尽管长期和反复发作可能会引起癫痫发作，记忆力减退和神经元死亡，但癫痫发作与神经元死亡之间的确切关系仍不清楚。促红细胞生成素（EPO）具有神经保护和抗癫痫作用。我们调查了单个戊戊四唑（PTZ）引起的强直阵挛性癫痫发作对海马角膜1（CA1）和CA3区域的锥体神经元的影响。我们还研究了EPO对癫痫发作，记忆力以及脑源性神经营养因子（BDNF），酪氨酸受体激酶B，sirtuin-1（SIRT1）的影响，这些作用对于记忆力很重要。将四十只雄性大鼠分为四组：对照组，生理盐水处理，单剂量60 mg / kg剂量的PTZ处理，3000 IU / kg EPO处理和3000 IU / kg EPO处理。注射PTZ后评估癫痫潜伏期和严重程度。癫痫发作24小时后进行被动回避测试。在血清，海马和皮质中测量BDNF，TrkB和SIRT1水平。组织学检查海马，并使用免疫组织化学研究神经元核抗原（NeuN）。EPO预处理可降低癫痫发作的严重程度并延长癫痫发作潜伏期。单剂量PTZ诱发的癫痫发作不影响记忆。尽管深色神经元的数量增加了，但CA1区的细胞数量没有变化。PTZ诱发癫痫发作后，CA3区的总细胞数和深色细胞的百分比均升高。EPO预处理减少了CA1和CA3区域中暗细胞的数量以及CA3区域中暗细胞的数量。在PTZ组的CA1和CA3区，NeuN标记未改变；然而，EPO预处理增加了CA3区的NeuN标记。尽管EPO表现出抗惊厥作用，但单剂量EPO预处理不会影响未暴露于PTZ的动物或已遭受PTZ诱发的癫痫发作的动物的记忆。EPO预处理可延长癫痫发作潜伏期并降低PTZ诱发的癫痫发作后的癫痫发作严重程度。
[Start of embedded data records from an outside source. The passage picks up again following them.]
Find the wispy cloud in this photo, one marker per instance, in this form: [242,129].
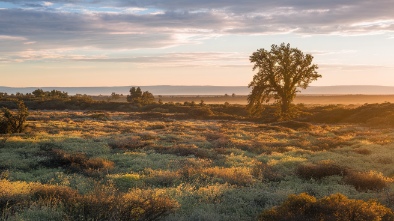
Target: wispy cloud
[112,25]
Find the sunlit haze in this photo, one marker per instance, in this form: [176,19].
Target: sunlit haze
[168,42]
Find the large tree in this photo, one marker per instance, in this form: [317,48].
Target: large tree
[281,71]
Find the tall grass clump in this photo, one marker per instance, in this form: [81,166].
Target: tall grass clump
[333,207]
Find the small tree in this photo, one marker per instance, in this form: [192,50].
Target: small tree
[147,98]
[14,123]
[138,97]
[115,96]
[280,72]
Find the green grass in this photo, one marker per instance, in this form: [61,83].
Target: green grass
[196,169]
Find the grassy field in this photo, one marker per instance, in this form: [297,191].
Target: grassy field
[305,99]
[72,165]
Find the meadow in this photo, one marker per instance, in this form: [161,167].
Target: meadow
[163,165]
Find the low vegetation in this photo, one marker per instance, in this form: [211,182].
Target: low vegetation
[162,162]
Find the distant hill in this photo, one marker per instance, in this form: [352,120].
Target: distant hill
[205,90]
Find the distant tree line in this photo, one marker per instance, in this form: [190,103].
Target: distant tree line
[138,97]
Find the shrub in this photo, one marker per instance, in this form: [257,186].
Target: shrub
[13,197]
[320,170]
[236,175]
[161,177]
[129,143]
[334,207]
[295,125]
[364,181]
[186,150]
[78,162]
[147,205]
[200,112]
[14,123]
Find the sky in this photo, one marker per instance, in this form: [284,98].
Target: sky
[84,43]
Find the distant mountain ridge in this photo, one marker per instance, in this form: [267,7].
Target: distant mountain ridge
[206,90]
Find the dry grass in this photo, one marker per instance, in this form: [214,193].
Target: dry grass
[208,169]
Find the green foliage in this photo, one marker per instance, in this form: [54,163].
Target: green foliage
[39,93]
[320,170]
[364,181]
[14,122]
[138,97]
[334,207]
[102,203]
[78,162]
[280,72]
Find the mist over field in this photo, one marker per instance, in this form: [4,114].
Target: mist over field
[207,90]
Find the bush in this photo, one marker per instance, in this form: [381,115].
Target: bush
[320,170]
[364,181]
[78,162]
[102,203]
[13,123]
[200,112]
[334,207]
[128,143]
[186,150]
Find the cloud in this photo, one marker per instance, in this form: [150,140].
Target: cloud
[127,25]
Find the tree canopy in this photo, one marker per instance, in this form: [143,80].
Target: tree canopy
[138,97]
[281,72]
EPO预处理的抗癫痫发作和神经保护作用可能是由于对CA1和CA3神经元的保护，可能是由于SIRT1和BDNF活性。单剂量EPO预处理不会影响未暴露于PTZ的动物或已遭受PTZ诱发的癫痫发作的动物的记忆。EPO预处理可延长癫痫发作潜伏期，并降低PTZ诱发的癫痫发作后的癫痫发作严重程度。EPO预处理的抗癫痫发作和神经保护作用可能是由于对CA1和CA3神经元的保护，可能是由于SIRT1和BDNF活性。单剂量EPO预处理不会影响未暴露于PTZ的动物或已遭受PTZ诱发的癫痫发作的动物的记忆。EPO预处理可延长癫痫发作潜伏期，并降低PTZ诱发的癫痫发作后的癫痫发作严重程度。EPO预处理的抗癫痫发作和神经保护作用可能是由于对CA1和CA3神经元的保护，可能是由于SIRT1和BDNF活性。